Similarly, Gian de la Rama worked in Fortune 500 multinationals in the Philippines like HP and Unilever before becoming an entrepreneur. His first company did some services for IT departments of large companies. This experience undoubtedly gave him the unique insights that led to the creation of Cogito. He and his co-founder Aldrich Abrogena self-funded and bootstrapped their way to early traction, with pretty impressive recurring revenue and retention. Last year, they raised a seed round from Kickstart.

3. Use a previous success as a springboard

Serial entrepreneurs say it never gets easier. It’s probably faster though after the first one. You can skip those early stages where your growth is cramped by lack of experience and lack of money.

Ravi Agrawal, for example, already had several exits (US tech companies) before starting engageSPARK with his co-founder Avner Mizrahi. He travelled throughout Asia to look for a place where he could build a non-profit tech company that aims for social impact. He chose to locate in Cebu. Read the story here. After a couple of years, Ravi and Avner have built a team and launched a product. Ravi funded the company.

Clicklabs has a similar story. JP Bisson, Diana Quartin and Jonathan Kennedy — the founders of Clicklabs — moved from America/Europe and built their team in Cebu. They had an explosive success in the early wild days of Facebook marketing. From this success, they grew from a company centered on online marketing and design, to now include software development. They built a couple of products before their extraordinary traction in the domains of loans (Loansolutions.ph) and real estate sales (Midash). They recently raised a seed round for Loansolutions from Kickstart, KK Ventures and John Dang of Zipmatch after reaching $100k in revenue.

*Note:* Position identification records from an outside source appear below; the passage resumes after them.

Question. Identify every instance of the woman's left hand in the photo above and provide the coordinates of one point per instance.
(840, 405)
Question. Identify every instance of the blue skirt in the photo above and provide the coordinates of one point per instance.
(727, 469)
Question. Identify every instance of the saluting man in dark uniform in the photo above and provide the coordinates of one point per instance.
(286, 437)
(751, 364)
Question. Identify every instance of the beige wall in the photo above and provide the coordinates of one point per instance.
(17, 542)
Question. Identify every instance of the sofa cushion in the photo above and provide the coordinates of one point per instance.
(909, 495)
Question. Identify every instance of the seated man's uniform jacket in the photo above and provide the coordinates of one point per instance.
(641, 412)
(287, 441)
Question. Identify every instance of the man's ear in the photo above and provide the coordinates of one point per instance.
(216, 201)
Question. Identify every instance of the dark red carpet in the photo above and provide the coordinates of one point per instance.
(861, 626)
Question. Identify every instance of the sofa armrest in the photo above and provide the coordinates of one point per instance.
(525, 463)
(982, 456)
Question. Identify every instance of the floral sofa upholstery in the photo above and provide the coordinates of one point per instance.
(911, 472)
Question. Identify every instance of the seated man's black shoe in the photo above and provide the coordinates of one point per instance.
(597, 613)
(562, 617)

In the context of Philippine families, success as springboards to new businesses can span across generations. Wesley Chiongbian of Mynimo, for instance, comes from a clan with several generations of successful entrepreneurs in Cebu. His team built the first version of their jobs board, and survived the two-year journey to profitability with the support of his family (and Cebu-style ultra-frugality). His entry into the employer side of his market also followed relationship-heavy and patient playbook of Cebuano B2B businesses.

Other Playbooks

That trio is of course just some arbitrary construct to divide this article neatly into a magic number. Reality is messier. Here are examples that don’t fit my categorization:

  • Equity for CTO + tech team. Jeff Siy and Christian Blanquera partnered to build Galleon.ph. Jeff is a veteran of The Great Philippine Group Buying Wars of 2010–2012. Christian is like a super-CTO, whose company,Openovate Labs, acts like the technical team for startups.
  • Classical fundraising. As far as I could tell, Kalibrr has had the best fundraising run among Philippine startups, getting funding from Kickstart, Y-Combinator and others. They have built several iterations of their talent matching solution.
  • Continue to earn a salary. Lots of #StartupPH developers have their side projects. Sammy Delena, to give one example, built Uncoverbugs while holding a full-time software development job.

The startup journey seems to be all about clearing a series of hurdles:

  • Finding product-market fit
  • Creating a repeatable way to get customers
  • Creating a repeatable way to create value (building your product)
  • Scaling your company

I’m sure there are many ways to reach these milestones. The examples of our peers show us actual solutions that work in the Philippine context.